New study reveals the worrying impact of ‘Doctor Google’ in Australia 

6 May, 2019

Research reveals more than a third of Australians (38%) have become convinced they have a life-threatening or terminal illness after Googling their symptoms

Sydney, May 6th  2019 – New research from Australia’s leading medical software and information provider, MedicalDirector, reveals the true extent of the ‘Doctor Google’ trend in Australia and the dangers linked to it. Australians are increasingly turning to Google for assistance with medical inquiries, with more than half (54%) using the search engine at least weekly to look up medical questions and symptoms, and almost 3 in 4 (72%) saying they have at least once used Google to address their health needs instead of visiting a doctor. More than 40% of respondents use Google as their only source of information at least half of the time, when searching for medical information.

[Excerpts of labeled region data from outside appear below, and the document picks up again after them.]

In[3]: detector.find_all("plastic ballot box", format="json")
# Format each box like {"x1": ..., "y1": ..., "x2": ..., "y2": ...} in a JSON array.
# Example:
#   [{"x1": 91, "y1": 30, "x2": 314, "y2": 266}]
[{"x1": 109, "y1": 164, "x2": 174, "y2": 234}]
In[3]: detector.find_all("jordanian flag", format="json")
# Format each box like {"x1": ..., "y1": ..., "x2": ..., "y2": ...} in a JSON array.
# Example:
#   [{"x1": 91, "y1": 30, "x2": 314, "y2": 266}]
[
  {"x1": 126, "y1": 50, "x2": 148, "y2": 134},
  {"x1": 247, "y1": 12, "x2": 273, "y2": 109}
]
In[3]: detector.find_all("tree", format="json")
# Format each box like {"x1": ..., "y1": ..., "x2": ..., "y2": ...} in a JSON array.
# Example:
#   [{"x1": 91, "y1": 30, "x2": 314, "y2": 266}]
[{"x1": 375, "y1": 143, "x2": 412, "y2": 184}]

The health and psychological dangers of self-diagnosis 

This trend could have important repercussions on Australians’ health – given that most of the time, Dr Google doesn’t provide the right diagnosis. 60% of respondents who were convinced they had a certain illness after Googling symptoms found out it was something else when visiting their practitioner. Alarmingly, more than a third of Australians (38%) said they have become convinced they have a life-threatening or terminal illness after Googling their symptoms.

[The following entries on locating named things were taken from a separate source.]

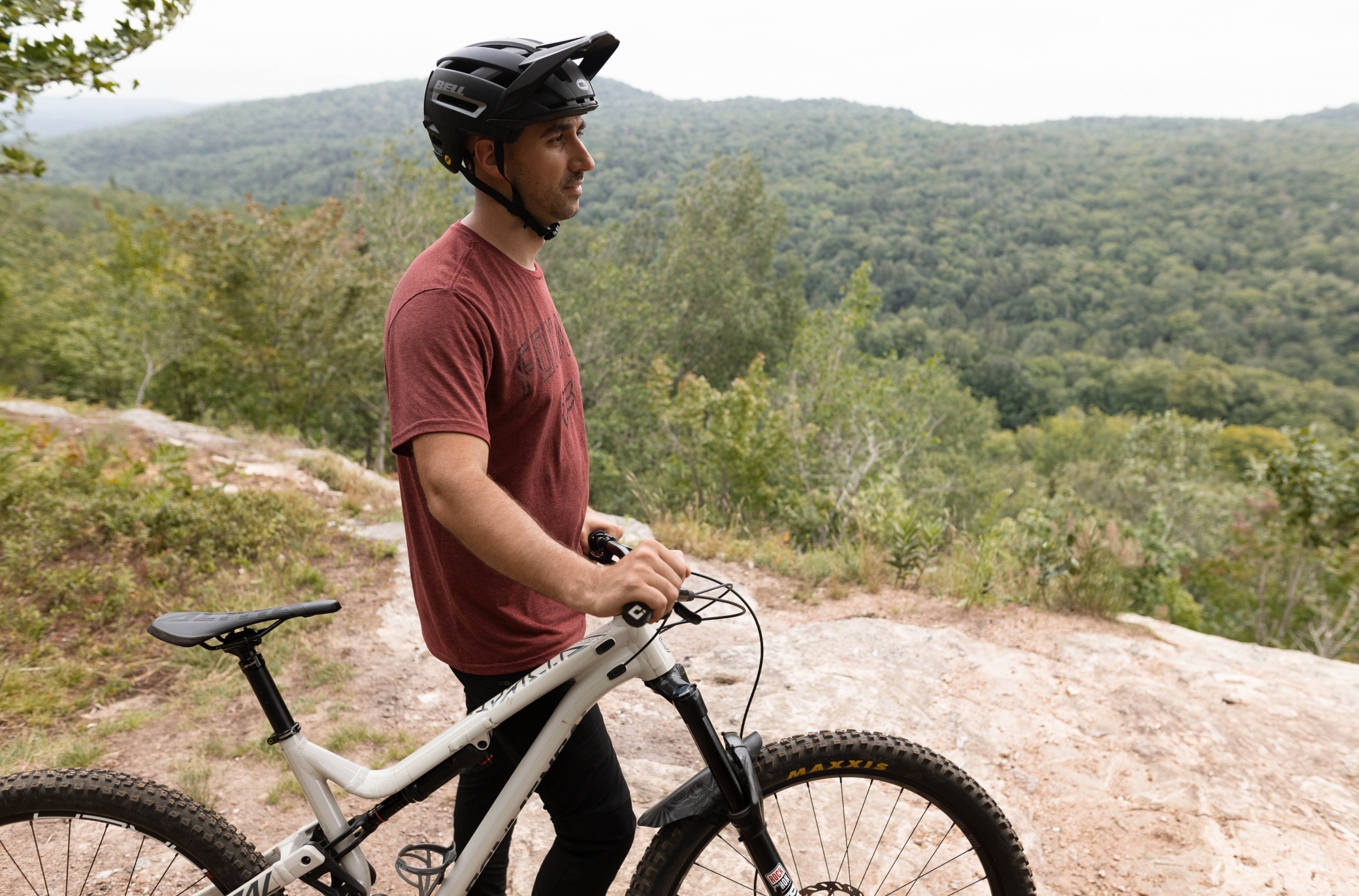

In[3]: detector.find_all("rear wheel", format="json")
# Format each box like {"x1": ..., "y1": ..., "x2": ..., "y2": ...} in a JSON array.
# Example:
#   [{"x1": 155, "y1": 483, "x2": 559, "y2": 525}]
[
  {"x1": 628, "y1": 730, "x2": 1034, "y2": 896},
  {"x1": 0, "y1": 769, "x2": 265, "y2": 896}
]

Dr Charlotte Middleton, GP and Chief Clinical Advisor at MedicalDirector, has faced this situation many times and warns about the potential impacts. “The convenience of looking up health information on Google can easily turn from a habit to a full-blown addiction. I’ve seen many patients who just can’t seem to stop Googling their symptoms, to the point where they need an actual intervention from family and friends to stop them doing it.’”

The impact of ‘Doctor Google’ on self-managing and interpreting health conditions is creating a growing community of ‘the worried well’ across Australia, and we’re at risk of entering a dangerous era of digital hypochondria. The behaviour of young generations who grew up with digital tools are the most worrying. A large majority of 18-24-year-old Australians (87%) systematically Google their medical symptoms, and one in five (20%) say they feel more anxious and worried after doing so, compared to 50% and 5% respectively, of those aged 55-65.

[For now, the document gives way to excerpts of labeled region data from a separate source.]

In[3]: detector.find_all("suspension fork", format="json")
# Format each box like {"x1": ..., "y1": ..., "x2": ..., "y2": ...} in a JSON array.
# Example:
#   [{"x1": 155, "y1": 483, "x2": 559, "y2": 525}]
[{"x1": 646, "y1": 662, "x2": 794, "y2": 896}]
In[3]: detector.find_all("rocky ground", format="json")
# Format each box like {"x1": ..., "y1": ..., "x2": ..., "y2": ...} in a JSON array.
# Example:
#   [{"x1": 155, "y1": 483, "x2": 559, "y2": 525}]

Patients’ expectations and how GPs can shift their approach

In this context, the important question is: what are patients expecting from health practitioners that they’re not currently providing them?

A vast majority of respondents (82%) agree their doctor has more access to the information about medicine, diagnosis and treatments than Google. Regardless, one in four (25%) would expect their doctor to incorporate Google research into their diagnosis, and 38% think their doctor could improve their consultation by providing a fact sheet explaining their condition.

“There is a wealth of good quality, evidence-based information online, but it’s a matter of knowing about where to look.” says Dr Charlotte Middleton. “Also, one in five patients is embarrassed to tell their doctor they have been searching Google for medical answers. That’s why it’s important for more GPs to proactively drive the Google conversation, be well-versed on patient information resources and share them with the patient. With that said, I strongly encourage patients to seek doctors’ advice first. Google can be a way for Australians to improve their health knowledge overall, and a good adjunct to a doctor’s diagnosis and treatment – however, it becomes a problem when it is used instead of seeking our help.”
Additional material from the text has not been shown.